Tesadüf kelimesini sevmez müslümanlar, onun yerine tevafuk kelimesini kullanmayı tercih ederler. Çünkü ne yaradılışta, ne de dünyanın çekilip çevrilişinde kör bir tesadüf yoktur.
"Bir anlamda hepimiz tuhaf bir mantıki rahatlık içinde, yaşadığımız hayatın bönlüğünü taşıyoruz.
Merakla izliyoruz dünyada olup biteni. Dünya basınında yer alan yorumları dikkate alıyoruz. Aldığımız haberler, okuduklarımız, günlük hayatımız içinde karşılaştığımız yorumlar bizi belki fazlasıyla etkiliyor. Birşeylere karşı çıkıyor, birşeyleri sevinçle karşılıyoruz. Umuda kapıldığımız zamanlar oluyor, hayal kırıklığına uğradığımız dönemler geçiriyoruz. Bütün bu meşguliyetimizin bizi tamamiyle tatmin ettiğini ifade etme cesaretini gösteremesek bile, seyirci locamızın rahatlığına birçok mazeretler bulup bunlarla yetiniyoruz."
Müslüman demek değişmez hakikaten kuranı Kerim’de ifade edildiğini bilen kimse demektir.
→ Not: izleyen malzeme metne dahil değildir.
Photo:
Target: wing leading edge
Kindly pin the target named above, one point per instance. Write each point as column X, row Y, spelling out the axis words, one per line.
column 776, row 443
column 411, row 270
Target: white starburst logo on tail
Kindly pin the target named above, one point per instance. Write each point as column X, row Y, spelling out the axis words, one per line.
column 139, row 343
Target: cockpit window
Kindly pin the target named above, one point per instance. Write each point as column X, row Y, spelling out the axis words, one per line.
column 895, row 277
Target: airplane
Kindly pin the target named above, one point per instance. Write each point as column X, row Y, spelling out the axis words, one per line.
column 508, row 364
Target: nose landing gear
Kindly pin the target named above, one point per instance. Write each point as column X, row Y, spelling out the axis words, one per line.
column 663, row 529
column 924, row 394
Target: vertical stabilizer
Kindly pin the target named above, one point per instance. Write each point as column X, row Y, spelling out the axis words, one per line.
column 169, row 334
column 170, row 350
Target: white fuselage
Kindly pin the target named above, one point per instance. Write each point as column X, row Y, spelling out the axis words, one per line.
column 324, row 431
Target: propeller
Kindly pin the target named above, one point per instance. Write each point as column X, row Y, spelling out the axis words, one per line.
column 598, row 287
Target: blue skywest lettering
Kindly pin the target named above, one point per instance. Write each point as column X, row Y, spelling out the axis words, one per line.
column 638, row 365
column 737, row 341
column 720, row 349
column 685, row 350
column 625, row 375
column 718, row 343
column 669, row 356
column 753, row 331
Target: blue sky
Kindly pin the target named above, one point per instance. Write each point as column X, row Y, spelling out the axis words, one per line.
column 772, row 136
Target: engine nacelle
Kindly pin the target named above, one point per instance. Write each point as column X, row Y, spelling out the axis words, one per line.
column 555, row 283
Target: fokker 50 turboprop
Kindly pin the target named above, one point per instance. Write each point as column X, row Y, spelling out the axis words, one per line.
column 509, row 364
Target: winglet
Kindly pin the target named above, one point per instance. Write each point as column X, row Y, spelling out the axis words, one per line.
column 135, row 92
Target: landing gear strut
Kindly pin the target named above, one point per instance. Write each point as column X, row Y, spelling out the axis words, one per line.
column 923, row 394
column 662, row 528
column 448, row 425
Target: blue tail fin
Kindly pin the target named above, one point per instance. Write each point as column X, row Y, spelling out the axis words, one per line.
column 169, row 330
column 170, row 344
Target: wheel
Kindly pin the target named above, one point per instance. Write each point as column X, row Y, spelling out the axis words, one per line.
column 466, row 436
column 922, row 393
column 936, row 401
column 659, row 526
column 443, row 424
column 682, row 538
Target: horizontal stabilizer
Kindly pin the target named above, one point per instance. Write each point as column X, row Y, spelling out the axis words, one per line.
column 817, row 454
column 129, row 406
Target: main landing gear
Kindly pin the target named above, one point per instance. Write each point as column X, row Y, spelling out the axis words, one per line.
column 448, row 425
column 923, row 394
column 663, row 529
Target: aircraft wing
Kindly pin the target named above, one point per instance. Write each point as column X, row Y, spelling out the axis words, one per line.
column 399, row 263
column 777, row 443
Kur’an’da bize bildirilen doğrular mutlak doğrulardır biz Müslümanlar beşeri durumumuzu hakikate göre değerlendirirz bu değerlendirmeler sonunda nerede olduğumuzu anlayabiliriz gerçek olan bizim beşeri durumumuz eğer gerçek hakikate uygunsa yaptıklarınız da doğruluk vardır değilse payımıza düşen yalnızca hüsrandır.
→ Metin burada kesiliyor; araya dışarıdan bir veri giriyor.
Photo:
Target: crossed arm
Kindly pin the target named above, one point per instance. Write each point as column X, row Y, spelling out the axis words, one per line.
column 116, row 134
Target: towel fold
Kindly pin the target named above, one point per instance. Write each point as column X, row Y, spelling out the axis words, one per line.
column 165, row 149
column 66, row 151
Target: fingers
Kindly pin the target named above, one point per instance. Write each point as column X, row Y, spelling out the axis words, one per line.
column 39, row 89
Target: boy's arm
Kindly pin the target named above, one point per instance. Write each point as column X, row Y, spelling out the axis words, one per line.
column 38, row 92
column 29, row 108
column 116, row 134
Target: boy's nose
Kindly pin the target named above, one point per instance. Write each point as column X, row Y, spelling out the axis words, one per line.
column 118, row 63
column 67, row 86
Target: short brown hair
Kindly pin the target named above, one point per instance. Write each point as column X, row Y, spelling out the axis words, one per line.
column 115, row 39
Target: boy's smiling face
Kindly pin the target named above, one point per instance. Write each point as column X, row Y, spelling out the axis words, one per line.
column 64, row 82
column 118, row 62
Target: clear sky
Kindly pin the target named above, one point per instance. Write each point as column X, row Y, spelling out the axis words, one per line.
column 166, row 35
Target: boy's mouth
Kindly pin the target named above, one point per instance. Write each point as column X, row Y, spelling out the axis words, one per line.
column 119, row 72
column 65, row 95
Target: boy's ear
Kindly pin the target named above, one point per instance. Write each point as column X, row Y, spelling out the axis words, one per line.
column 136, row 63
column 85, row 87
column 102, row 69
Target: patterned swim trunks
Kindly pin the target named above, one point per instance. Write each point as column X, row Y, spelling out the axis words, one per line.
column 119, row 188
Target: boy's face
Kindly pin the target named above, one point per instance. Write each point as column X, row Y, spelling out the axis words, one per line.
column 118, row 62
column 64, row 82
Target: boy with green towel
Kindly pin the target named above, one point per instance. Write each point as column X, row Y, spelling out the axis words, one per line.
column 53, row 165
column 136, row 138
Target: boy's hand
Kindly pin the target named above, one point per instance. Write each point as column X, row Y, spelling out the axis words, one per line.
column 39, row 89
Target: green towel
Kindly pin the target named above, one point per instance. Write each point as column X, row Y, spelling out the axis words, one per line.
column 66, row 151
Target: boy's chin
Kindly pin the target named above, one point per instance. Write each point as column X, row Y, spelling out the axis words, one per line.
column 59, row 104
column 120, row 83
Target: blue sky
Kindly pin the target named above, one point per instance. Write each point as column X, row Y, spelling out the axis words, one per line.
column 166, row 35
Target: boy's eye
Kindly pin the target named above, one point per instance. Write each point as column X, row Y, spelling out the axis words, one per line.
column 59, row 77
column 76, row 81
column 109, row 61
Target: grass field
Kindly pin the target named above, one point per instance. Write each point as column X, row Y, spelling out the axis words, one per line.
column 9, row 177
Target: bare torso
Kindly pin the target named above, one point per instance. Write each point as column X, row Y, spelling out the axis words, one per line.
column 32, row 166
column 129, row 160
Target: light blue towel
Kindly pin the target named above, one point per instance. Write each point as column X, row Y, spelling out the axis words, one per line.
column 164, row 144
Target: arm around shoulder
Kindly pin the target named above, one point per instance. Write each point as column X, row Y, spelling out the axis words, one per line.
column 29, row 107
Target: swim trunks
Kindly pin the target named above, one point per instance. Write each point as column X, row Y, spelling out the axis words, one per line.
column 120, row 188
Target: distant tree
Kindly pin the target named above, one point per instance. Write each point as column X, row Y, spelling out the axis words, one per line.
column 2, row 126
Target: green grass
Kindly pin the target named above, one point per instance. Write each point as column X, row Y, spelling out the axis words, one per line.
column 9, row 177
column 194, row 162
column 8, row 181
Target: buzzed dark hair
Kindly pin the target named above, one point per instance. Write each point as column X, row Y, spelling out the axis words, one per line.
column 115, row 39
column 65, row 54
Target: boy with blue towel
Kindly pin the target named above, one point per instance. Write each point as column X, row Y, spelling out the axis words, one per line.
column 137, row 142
"Tesadüf kelimesini sevmez müslümanlar, onun yerine tevafuk kelimesini kullanmayı tercih ederler.Çünkü ne yaradılışta, ne de dünyanın çekilip çevrilişinde kör bir tesadüf yoktur.
Biz kendi cehaletimizi mutlaklaştırdığımız zaman kainatta olan biteni tedadüfe bağlama cüreti gösteririz. Oysa yalnızca olması gereken olmaktadır."
"Gücün yetiyorsa hükmet, ama gücün yetmiyorsa üzerindeki hükümranlığa rıza göster. İşte batı burjuva medeniyetinin telkin ettiği ahlak, dönüp dolaşıp karar kıldığı ideoloji budur."
''Dertlerimiz'' ile ''dert edindiklerimiz''aynı şeyler değil.
Böylesi bir yanlış başlangıç, ne kadar iyi niyetli olursak olalım bizi Hakk'ın rızasından uzağa düşürüyor.